Football stadium in Albacete, Spain

Estadio Carlos Belmonte is a multi-purpose stadium in Albacete, Spain. It is used mostly for football matches and is the home ground of Albacete Balompié.

==History==
The stadium holds 17,524 and was built in 1960. It replaced the ageing Campo del Parque and was inaugurated on 9 September 1960 with a match against Sevilla FC, which attended more than 12,000 people. It had an initial capacity of 10,000. Floodlights were added in 1970 and a cover over the west side in 1979. The lighting towers also were constructed in 1970s. Following promotion to La Primera in 1991, the east side of the ground was developed with the building of a twin-decked cantilevered stand. This took the capacity of the ground up to 14,000 with only half of them being seated places. Further development in 1998 saw the removal of the athletics track, and the building of two open banks of seats at either end of the pitch. The north bank development also included new changing facilities. The pitch was also lowered in 1998 and a new stand was erected on the west side. This resulted in an increased capacity of 17,524. The last reconstruction of the stadium took place in 2017 bankrolled by the new club owner, Skyline International.
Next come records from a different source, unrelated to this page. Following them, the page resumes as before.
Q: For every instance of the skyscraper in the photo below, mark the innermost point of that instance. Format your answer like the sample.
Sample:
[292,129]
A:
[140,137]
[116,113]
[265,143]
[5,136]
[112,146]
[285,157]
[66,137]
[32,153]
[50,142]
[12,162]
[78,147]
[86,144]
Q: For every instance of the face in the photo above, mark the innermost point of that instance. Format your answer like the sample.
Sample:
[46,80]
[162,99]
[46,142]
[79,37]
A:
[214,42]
The changes aimed to modernize the image of the Estadio Carlos Belmonte introducing new stands for VIP guests, press room, changing rooms and tunnels.

==Matches==
Spain have played four qualifiers since 1999, and an international friendly, at the ground, never conceding a goal. They played their last qualifying game for the 2014 FIFA World Cup against Georgia at the stadium on 15 October 2013, winning 2–0 with goals from Álvaro Negredo and Juan Mata.

Fernando Torres scored his first professional goal in senior football in this stadium in 2001, in a Segunda División clash with Atlético Madrid.